Muhteşem bir senfoni şeklinde asırlardır yeryüzünü ve uzay boşluğunu çınlatan avazı ile kâinat aslında incelik ve san’at dolu bir beste gibi. Yaprakların şekillerinden kar tanelerinin kristal yapılarına kadar her şeyde akıl almaz bir estetik ve tarifi mümkün olmayan sonsuz bir inceliğin işaretleri var. Varlığın bütününü ve kâinatı böyle bir beste şeklinde algılayan insanın yeryüzü ile ilişkisi ondaki nimetlerden faydalanması da ayrı bir incelik ve nezaket çerçevesinde gerçekleşiyor. Bu arada varlığın genel işleyiş ritmi ile ferdin varlığa muhatap oluşu arasında bir akord ve sistemle uyum gerektiren bir hayat bestesinin ritimlerini bulma süreci hep devam ediyor.
Yaşantısını mülk âleminin kuralları ile şekillendirmek durumunda olan insanın uygulamaları hayata bilim ve teknoloji şeklinde yansıyan fıtrî şeriata yani eşyanın işleyişi ile bizlere gösterdiği “Neden? Niçin? Nasıl?” sorularının cevaplarına uygun olmak durumundadır. Bu belki de Hazret-i Adem’e öğretilen eşyanın ve talimin bir parçası idi ve asırlardır gelişerek, her geçen gün farklı işleyişlerin ve kuralların keşfi ve hayata aktarılması ile zenginleşerek sürüp gidiyor. Eşyanın işleyiş kurallarına ve bunları sistematik bir şekilde size ulaştırmanın şekli ya da dili olan bilimlere aykırı hareket ettiğinizde tokadı hemen geliyor. Başarısızlık, yıkım ve mağlûbiyet gibi haller bu kurallara uymak şeklinde ortaya koyacağınız fiili duâyı hakkı ile yapmamaktan kaynaklanıyor. Bunun adını teslimiyet olarak koyabilmek mümkün değil. Çünki, gerçek iman sahibinin inancına göre mülk âlemindeki kuralları koyan ve bilimlerin diliyle ifade edilen varlık kanunlarını ikame eden Allah’dır. O’nun koyduğu kurallara uymamak bir teslimiyet değil, bilâkis irade ve kasıt ile olmayan ancak tembellik, umursamazlık gibi sebeplerle ortaya çıkan bir isyan halidir. O’na teslim olan O’nun koyduğu kanunlara daha çok uyar ve bunu bir duâ mahiyetinde, hayatında her işleyişi, her kuralı O’ndan medet uman bir talep ruhu ile yerine getirir.
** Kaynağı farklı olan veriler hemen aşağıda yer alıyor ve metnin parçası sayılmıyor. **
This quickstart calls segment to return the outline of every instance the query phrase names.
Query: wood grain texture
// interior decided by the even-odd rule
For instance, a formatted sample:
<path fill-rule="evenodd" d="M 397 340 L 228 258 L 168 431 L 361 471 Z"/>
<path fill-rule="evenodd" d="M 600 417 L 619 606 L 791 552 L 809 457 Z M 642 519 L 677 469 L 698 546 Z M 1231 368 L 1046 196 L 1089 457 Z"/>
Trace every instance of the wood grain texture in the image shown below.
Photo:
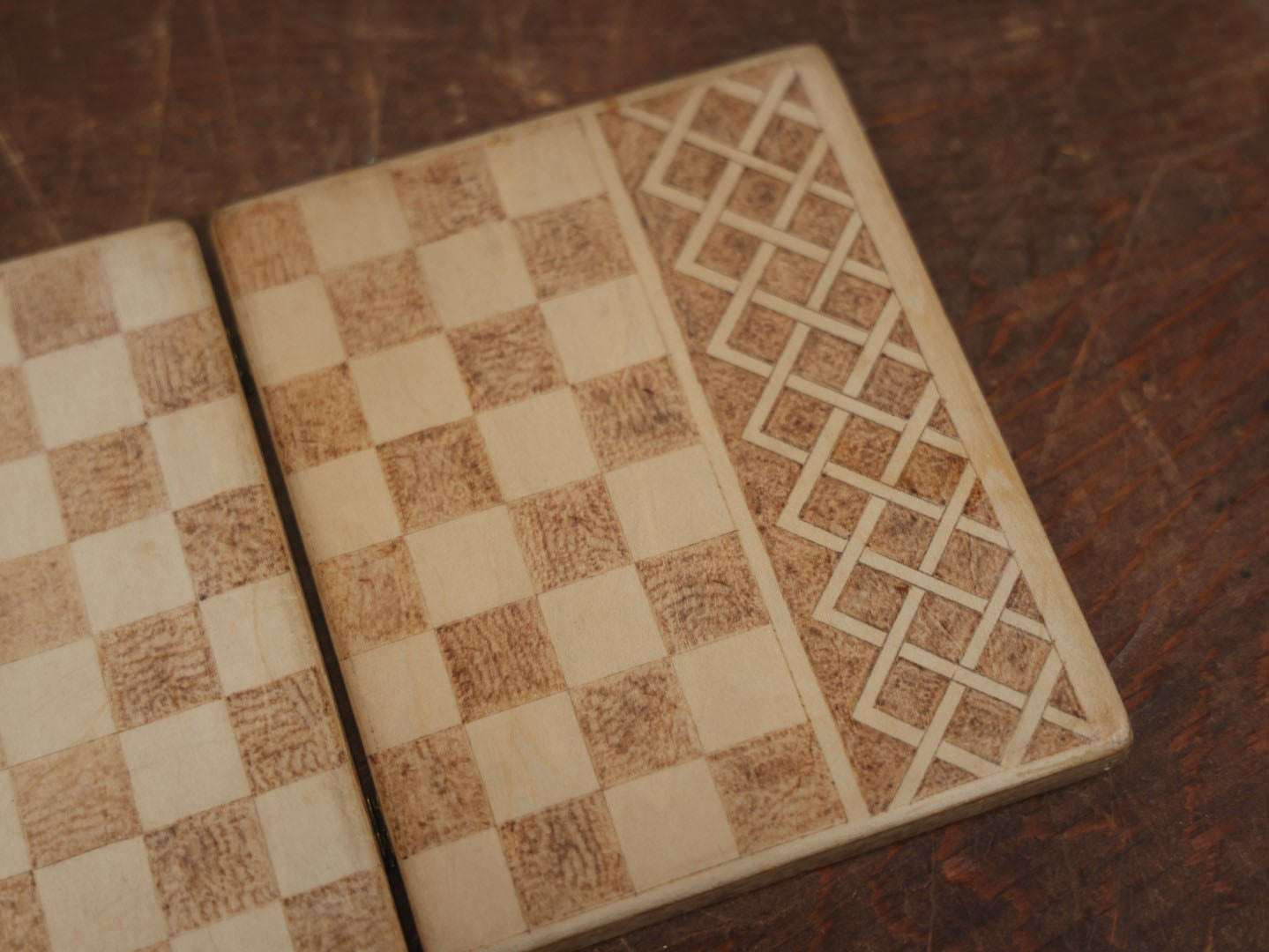
<path fill-rule="evenodd" d="M 1263 6 L 75 3 L 0 35 L 5 256 L 824 43 L 1136 747 L 612 948 L 1264 944 Z"/>

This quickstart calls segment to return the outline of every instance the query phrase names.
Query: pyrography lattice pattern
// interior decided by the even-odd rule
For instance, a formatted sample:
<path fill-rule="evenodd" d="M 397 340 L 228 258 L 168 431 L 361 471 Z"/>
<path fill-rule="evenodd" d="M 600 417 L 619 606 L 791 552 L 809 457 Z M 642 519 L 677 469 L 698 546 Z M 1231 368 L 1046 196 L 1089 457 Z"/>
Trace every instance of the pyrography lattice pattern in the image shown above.
<path fill-rule="evenodd" d="M 193 232 L 0 267 L 0 948 L 400 948 Z"/>

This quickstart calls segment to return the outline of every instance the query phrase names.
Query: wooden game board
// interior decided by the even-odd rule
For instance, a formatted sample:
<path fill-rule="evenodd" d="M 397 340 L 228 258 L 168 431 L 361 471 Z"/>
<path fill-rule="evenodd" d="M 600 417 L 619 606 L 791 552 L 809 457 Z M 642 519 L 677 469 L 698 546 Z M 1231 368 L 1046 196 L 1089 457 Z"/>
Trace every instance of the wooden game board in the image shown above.
<path fill-rule="evenodd" d="M 401 948 L 193 232 L 0 266 L 0 948 Z"/>
<path fill-rule="evenodd" d="M 213 231 L 430 949 L 615 930 L 1128 744 L 817 51 Z"/>

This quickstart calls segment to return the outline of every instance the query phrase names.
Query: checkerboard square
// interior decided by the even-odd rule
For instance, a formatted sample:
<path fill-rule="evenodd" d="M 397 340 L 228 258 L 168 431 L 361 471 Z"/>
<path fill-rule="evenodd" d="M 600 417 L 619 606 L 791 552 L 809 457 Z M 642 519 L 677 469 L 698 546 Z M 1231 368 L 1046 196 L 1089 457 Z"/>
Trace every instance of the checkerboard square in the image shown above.
<path fill-rule="evenodd" d="M 392 179 L 419 245 L 503 218 L 503 203 L 482 148 L 397 166 Z"/>
<path fill-rule="evenodd" d="M 669 662 L 652 662 L 574 690 L 599 782 L 610 787 L 700 754 Z"/>
<path fill-rule="evenodd" d="M 27 840 L 23 838 L 22 823 L 18 819 L 13 775 L 9 771 L 0 771 L 0 884 L 29 868 L 30 856 L 27 852 Z M 0 885 L 0 895 L 3 892 L 4 885 Z M 3 909 L 4 899 L 0 897 L 0 910 Z M 0 913 L 0 923 L 3 922 L 5 922 L 4 913 Z"/>
<path fill-rule="evenodd" d="M 419 577 L 400 539 L 321 563 L 317 584 L 340 658 L 426 627 Z"/>
<path fill-rule="evenodd" d="M 296 204 L 321 271 L 410 247 L 410 227 L 386 171 L 353 172 L 312 185 Z"/>
<path fill-rule="evenodd" d="M 599 477 L 529 496 L 511 503 L 510 510 L 538 591 L 631 560 L 608 487 Z"/>
<path fill-rule="evenodd" d="M 632 780 L 604 796 L 637 890 L 736 857 L 736 842 L 703 759 Z"/>
<path fill-rule="evenodd" d="M 563 690 L 536 598 L 510 602 L 437 629 L 463 720 Z"/>
<path fill-rule="evenodd" d="M 230 695 L 228 717 L 256 794 L 345 761 L 335 705 L 316 668 Z"/>
<path fill-rule="evenodd" d="M 511 217 L 567 204 L 604 190 L 576 120 L 508 136 L 486 148 L 489 166 Z"/>
<path fill-rule="evenodd" d="M 126 730 L 119 740 L 147 830 L 251 792 L 225 701 Z"/>
<path fill-rule="evenodd" d="M 697 439 L 688 403 L 665 359 L 579 384 L 577 403 L 604 469 L 661 455 Z"/>
<path fill-rule="evenodd" d="M 741 853 L 846 820 L 810 724 L 712 754 L 709 772 Z"/>
<path fill-rule="evenodd" d="M 633 463 L 604 479 L 636 559 L 732 529 L 704 447 L 689 446 Z"/>
<path fill-rule="evenodd" d="M 636 275 L 553 298 L 542 304 L 542 313 L 574 383 L 665 354 Z"/>
<path fill-rule="evenodd" d="M 176 529 L 199 598 L 291 568 L 273 497 L 263 486 L 231 489 L 180 510 Z"/>
<path fill-rule="evenodd" d="M 770 627 L 675 655 L 674 669 L 706 750 L 806 720 Z"/>
<path fill-rule="evenodd" d="M 468 952 L 524 932 L 497 833 L 481 830 L 401 863 L 429 952 Z"/>
<path fill-rule="evenodd" d="M 377 444 L 471 416 L 467 387 L 439 335 L 357 357 L 349 370 Z"/>
<path fill-rule="evenodd" d="M 401 535 L 383 468 L 373 450 L 292 473 L 291 498 L 313 562 Z"/>
<path fill-rule="evenodd" d="M 273 952 L 291 948 L 282 903 L 274 900 L 169 941 L 171 952 Z M 152 952 L 162 952 L 161 947 Z"/>
<path fill-rule="evenodd" d="M 344 360 L 335 313 L 317 276 L 256 292 L 233 302 L 251 374 L 261 387 Z"/>
<path fill-rule="evenodd" d="M 313 247 L 293 199 L 268 199 L 221 212 L 212 222 L 226 250 L 225 276 L 235 298 L 317 273 Z"/>
<path fill-rule="evenodd" d="M 440 327 L 412 251 L 331 271 L 324 279 L 350 356 L 406 344 Z"/>
<path fill-rule="evenodd" d="M 434 631 L 355 654 L 344 673 L 372 754 L 461 723 Z"/>
<path fill-rule="evenodd" d="M 476 409 L 491 409 L 563 387 L 542 312 L 513 311 L 449 332 Z"/>
<path fill-rule="evenodd" d="M 602 794 L 579 797 L 499 830 L 529 925 L 543 925 L 632 892 Z"/>
<path fill-rule="evenodd" d="M 237 392 L 233 357 L 214 311 L 131 331 L 123 340 L 150 416 Z"/>
<path fill-rule="evenodd" d="M 462 327 L 536 300 L 515 232 L 482 224 L 419 248 L 431 303 L 445 327 Z M 490 275 L 497 275 L 490 280 Z"/>
<path fill-rule="evenodd" d="M 65 545 L 0 562 L 0 664 L 89 634 Z"/>
<path fill-rule="evenodd" d="M 198 238 L 183 222 L 112 236 L 100 255 L 124 331 L 216 307 Z"/>
<path fill-rule="evenodd" d="M 283 896 L 378 868 L 360 804 L 348 769 L 315 773 L 256 799 Z"/>
<path fill-rule="evenodd" d="M 570 685 L 665 657 L 634 568 L 627 565 L 538 596 Z"/>
<path fill-rule="evenodd" d="M 566 693 L 472 721 L 467 735 L 497 823 L 599 786 Z"/>
<path fill-rule="evenodd" d="M 28 359 L 119 330 L 95 247 L 27 261 L 5 275 L 5 285 L 13 330 Z"/>
<path fill-rule="evenodd" d="M 22 368 L 0 368 L 0 463 L 20 459 L 39 450 L 43 442 L 36 427 L 36 409 L 27 393 Z"/>
<path fill-rule="evenodd" d="M 513 223 L 542 299 L 582 290 L 634 270 L 607 196 L 538 212 Z"/>
<path fill-rule="evenodd" d="M 570 390 L 555 390 L 476 418 L 494 475 L 508 499 L 551 489 L 599 470 Z"/>
<path fill-rule="evenodd" d="M 197 929 L 278 897 L 251 800 L 217 806 L 146 834 L 168 928 Z"/>
<path fill-rule="evenodd" d="M 23 369 L 48 447 L 145 422 L 119 335 L 46 354 Z"/>
<path fill-rule="evenodd" d="M 348 364 L 266 387 L 264 404 L 278 456 L 288 473 L 371 446 L 371 431 Z"/>
<path fill-rule="evenodd" d="M 264 482 L 251 417 L 237 394 L 155 417 L 148 428 L 174 508 Z"/>
<path fill-rule="evenodd" d="M 56 717 L 42 714 L 51 697 Z M 0 666 L 0 745 L 10 766 L 113 730 L 91 639 Z"/>
<path fill-rule="evenodd" d="M 0 464 L 0 559 L 15 559 L 66 541 L 48 458 Z"/>
<path fill-rule="evenodd" d="M 637 568 L 671 652 L 770 621 L 735 532 L 656 555 Z"/>
<path fill-rule="evenodd" d="M 291 573 L 207 598 L 199 611 L 226 693 L 320 663 L 308 611 Z"/>
<path fill-rule="evenodd" d="M 13 786 L 37 868 L 141 833 L 115 738 L 14 767 Z"/>
<path fill-rule="evenodd" d="M 462 728 L 383 750 L 371 766 L 401 859 L 494 823 Z"/>
<path fill-rule="evenodd" d="M 71 539 L 168 508 L 154 441 L 143 426 L 117 430 L 48 454 Z"/>
<path fill-rule="evenodd" d="M 36 871 L 53 948 L 132 952 L 168 936 L 141 837 Z"/>
<path fill-rule="evenodd" d="M 114 723 L 137 728 L 221 696 L 194 606 L 152 615 L 98 639 Z"/>
<path fill-rule="evenodd" d="M 379 460 L 406 532 L 503 501 L 475 420 L 393 440 L 379 446 Z"/>

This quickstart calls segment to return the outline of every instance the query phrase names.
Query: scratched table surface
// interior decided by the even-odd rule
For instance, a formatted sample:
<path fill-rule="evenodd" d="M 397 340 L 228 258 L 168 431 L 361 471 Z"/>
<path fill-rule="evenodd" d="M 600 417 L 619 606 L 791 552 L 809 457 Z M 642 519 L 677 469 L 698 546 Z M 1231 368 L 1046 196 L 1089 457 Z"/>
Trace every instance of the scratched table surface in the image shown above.
<path fill-rule="evenodd" d="M 605 948 L 1261 948 L 1269 8 L 868 8 L 3 3 L 0 257 L 821 43 L 1136 743 Z"/>

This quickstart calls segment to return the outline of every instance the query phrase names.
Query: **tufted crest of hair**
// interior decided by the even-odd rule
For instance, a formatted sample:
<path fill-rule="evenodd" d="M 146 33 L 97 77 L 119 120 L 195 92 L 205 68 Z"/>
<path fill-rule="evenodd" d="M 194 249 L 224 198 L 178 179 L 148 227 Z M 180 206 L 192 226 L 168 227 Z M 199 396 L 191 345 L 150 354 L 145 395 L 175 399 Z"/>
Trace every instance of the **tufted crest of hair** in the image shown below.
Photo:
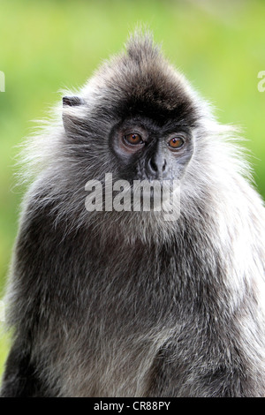
<path fill-rule="evenodd" d="M 144 115 L 162 124 L 169 117 L 176 118 L 193 129 L 195 149 L 181 183 L 182 217 L 198 215 L 205 203 L 214 212 L 222 192 L 226 203 L 228 197 L 237 197 L 240 177 L 250 178 L 248 163 L 236 144 L 237 129 L 216 121 L 211 106 L 169 64 L 148 34 L 131 36 L 126 50 L 104 62 L 80 91 L 63 93 L 80 99 L 72 105 L 67 105 L 69 100 L 64 107 L 58 104 L 27 140 L 21 177 L 32 183 L 29 192 L 35 200 L 53 206 L 57 221 L 64 218 L 70 230 L 87 223 L 87 180 L 103 181 L 105 173 L 112 173 L 113 180 L 120 178 L 109 136 L 126 117 Z M 96 219 L 91 214 L 89 220 L 102 235 L 110 230 L 108 222 L 126 229 L 128 238 L 136 238 L 135 215 L 128 212 L 102 213 Z M 169 238 L 172 223 L 163 221 L 162 226 L 160 220 L 159 215 L 146 215 L 146 226 L 138 227 L 141 238 L 146 238 L 150 223 L 155 238 L 160 230 Z"/>

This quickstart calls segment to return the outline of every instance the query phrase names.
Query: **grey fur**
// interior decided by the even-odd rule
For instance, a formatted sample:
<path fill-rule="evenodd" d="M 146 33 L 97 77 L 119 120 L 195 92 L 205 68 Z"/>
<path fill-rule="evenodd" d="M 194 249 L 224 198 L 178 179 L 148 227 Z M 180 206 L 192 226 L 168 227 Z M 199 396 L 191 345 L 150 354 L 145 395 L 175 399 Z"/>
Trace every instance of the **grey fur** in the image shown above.
<path fill-rule="evenodd" d="M 264 396 L 265 215 L 234 130 L 149 35 L 65 95 L 25 152 L 2 396 Z M 85 209 L 89 178 L 128 178 L 125 117 L 192 132 L 177 222 Z"/>

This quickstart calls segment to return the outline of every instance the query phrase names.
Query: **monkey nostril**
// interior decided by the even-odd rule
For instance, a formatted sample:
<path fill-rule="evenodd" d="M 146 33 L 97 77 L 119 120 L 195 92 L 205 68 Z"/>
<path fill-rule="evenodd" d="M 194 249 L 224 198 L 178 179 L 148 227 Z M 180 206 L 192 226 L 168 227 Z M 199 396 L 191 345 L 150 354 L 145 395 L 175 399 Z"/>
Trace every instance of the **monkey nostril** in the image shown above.
<path fill-rule="evenodd" d="M 158 169 L 157 169 L 156 162 L 153 159 L 150 160 L 149 166 L 151 168 L 151 170 L 157 171 Z"/>
<path fill-rule="evenodd" d="M 165 159 L 157 161 L 151 158 L 149 161 L 149 169 L 151 172 L 163 173 L 166 170 L 167 162 Z"/>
Varlık âleminin sırlarını daha iyi çözebilmemiz için, hayatı daha anlamlı hale getirebilmek için ve yaşadığımız olayların hiçbir zaman sadece maddî boyutun katı kurallarına bağlı cereyan etmediğini görebilmek için zaman zaman işleyişin dışına çıkarak bakmamız gerekiyor. Dar alanlarda anlayabilmemiz mümkün olmayan sırları çözebilmek için ruhen dünyanın hatta kâinatın dışına çıkarak bakıp o noktadan olayların nasıl gözüktüğünü tasavvur etmemiz gerekiyor. Yoksa olayları yalnızca mülke, hatta mülk âleminin yalnızca olayla ilgili olduğunu düşündüğümüz yakın çevresine sınırlı algılamanın sığlığında yaşamaktan kurtulamayız. Varlığın ve her işleyişin, iyi ve kötü her olayın gerisinde gizlenmiş hikmetleri görme imkânı bulamayız. En kötüsü de yaratılışımızın asıl gayesi olan Esma-i İlâhiyye’yi gerçek anlamıyla anlayıp anlamlandıramayız ve hayatımızın bütün anlamı kaybolur.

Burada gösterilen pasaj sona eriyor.